Not Necessarily Exclusive
Although Comcast was the first cable provider to announce a deal with ESPN3D, Kreiling said, exclusivity is not necessarily a top priority for the company.
“Some types of content, like the Masters, are one-off opportunities where content will be exclusive to one place or another,” he explained. “But the larger interest is in driving content overall. The interest is in driving distribution as broadly as possible, so it’s not in a producer’s interest at this point to do an exclusive deal.”
At DirecTV, there is a similar feeling that exclusivity should be a future goal for content deals, but today awareness is king.
“If it’s economical for us to do the exclusive amongst everything else we want to do, then we’ll do the exclusive,” Gabrielli said. “But, at this point, there’s not enough content that I think we should be the only people to have it. In the very beginning, we have to share as much of this stuff as we can. Given that we’re all competing, it needs to have a certain swell to it, but we’re less concerned about exclusives now than we will be five years from now when this all takes off.”
In that vein, this summer’s World Cup matches on ESPN3D will be available through both Comcast and DirecTV.

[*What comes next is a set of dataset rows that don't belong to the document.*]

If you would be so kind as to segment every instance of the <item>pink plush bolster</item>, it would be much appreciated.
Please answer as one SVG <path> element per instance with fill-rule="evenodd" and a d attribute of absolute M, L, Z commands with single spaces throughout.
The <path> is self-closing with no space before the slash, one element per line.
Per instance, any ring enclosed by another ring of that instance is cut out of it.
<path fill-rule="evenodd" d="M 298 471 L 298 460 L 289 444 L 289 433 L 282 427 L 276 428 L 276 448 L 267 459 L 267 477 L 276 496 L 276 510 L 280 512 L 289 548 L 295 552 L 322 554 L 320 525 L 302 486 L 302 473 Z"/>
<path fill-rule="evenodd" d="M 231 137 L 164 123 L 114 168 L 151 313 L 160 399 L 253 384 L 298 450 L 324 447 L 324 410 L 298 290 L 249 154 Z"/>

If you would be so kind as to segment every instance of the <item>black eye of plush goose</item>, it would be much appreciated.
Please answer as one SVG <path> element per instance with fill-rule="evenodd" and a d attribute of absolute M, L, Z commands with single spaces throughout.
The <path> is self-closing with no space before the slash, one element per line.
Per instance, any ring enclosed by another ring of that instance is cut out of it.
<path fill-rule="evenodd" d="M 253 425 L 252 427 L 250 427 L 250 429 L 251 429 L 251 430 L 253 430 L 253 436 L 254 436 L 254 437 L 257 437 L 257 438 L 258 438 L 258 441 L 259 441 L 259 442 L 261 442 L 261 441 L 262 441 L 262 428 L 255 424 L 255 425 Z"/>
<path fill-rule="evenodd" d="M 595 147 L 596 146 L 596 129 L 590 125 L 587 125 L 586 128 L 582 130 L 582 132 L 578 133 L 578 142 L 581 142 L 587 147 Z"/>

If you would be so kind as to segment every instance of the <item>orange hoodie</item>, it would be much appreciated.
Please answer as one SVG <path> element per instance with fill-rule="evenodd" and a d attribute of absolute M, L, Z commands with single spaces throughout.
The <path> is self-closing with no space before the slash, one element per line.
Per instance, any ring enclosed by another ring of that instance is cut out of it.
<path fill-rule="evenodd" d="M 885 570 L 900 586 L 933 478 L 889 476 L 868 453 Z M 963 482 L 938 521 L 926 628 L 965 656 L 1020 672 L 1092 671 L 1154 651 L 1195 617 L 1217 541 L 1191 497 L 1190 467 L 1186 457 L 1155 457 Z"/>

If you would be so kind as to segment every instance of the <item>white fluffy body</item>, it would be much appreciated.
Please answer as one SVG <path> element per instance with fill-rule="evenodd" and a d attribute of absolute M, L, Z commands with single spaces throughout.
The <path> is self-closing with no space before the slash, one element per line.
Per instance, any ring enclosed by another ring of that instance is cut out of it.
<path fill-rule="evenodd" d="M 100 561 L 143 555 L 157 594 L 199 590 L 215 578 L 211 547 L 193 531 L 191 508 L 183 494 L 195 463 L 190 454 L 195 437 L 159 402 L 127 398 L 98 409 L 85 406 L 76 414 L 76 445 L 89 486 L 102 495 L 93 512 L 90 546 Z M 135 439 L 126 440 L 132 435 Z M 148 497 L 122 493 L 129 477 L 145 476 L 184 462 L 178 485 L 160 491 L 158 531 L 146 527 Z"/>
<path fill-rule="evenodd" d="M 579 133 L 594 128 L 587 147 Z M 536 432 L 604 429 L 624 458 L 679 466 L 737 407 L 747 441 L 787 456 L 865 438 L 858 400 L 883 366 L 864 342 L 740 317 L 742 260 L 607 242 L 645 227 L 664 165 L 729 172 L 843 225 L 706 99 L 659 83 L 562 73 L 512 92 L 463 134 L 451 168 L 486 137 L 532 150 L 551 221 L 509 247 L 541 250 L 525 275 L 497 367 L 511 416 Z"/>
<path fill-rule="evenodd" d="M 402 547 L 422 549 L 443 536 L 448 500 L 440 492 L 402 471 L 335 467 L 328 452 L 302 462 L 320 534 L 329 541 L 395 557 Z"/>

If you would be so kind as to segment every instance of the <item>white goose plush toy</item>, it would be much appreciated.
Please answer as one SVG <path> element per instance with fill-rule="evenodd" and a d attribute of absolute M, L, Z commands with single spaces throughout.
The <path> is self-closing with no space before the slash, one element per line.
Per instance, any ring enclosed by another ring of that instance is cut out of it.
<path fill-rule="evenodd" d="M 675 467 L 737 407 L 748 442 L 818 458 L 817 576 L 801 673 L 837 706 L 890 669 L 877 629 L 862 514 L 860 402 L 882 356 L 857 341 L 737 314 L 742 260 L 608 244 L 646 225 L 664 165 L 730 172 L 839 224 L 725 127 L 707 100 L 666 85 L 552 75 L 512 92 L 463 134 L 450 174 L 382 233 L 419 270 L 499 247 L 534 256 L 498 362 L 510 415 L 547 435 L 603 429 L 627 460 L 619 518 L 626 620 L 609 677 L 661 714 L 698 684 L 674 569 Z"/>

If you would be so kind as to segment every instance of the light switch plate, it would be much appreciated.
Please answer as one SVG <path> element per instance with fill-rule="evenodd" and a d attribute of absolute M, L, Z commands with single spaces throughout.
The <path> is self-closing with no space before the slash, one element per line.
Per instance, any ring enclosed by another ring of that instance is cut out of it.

Building a Support Network
DirecTV is currently in the midst of training 12,000 employees at all its call centers to help consumers understand why they may not be seeing 3D properly. The employees will all watch 3D and learn how to ensure that a set-top box interfaces properly with a 3D set, and they should be able to help customers make sure that what they think is 3D truly is 3D.
“We hope that training will be done before June 11,” Gabrielli said.
Those call centers may begin to get busy on that date, which is when the 2010 World Cup begins. How many customers buy 3D-capable sets in time to watch the 3D matches, however, remains to be seen.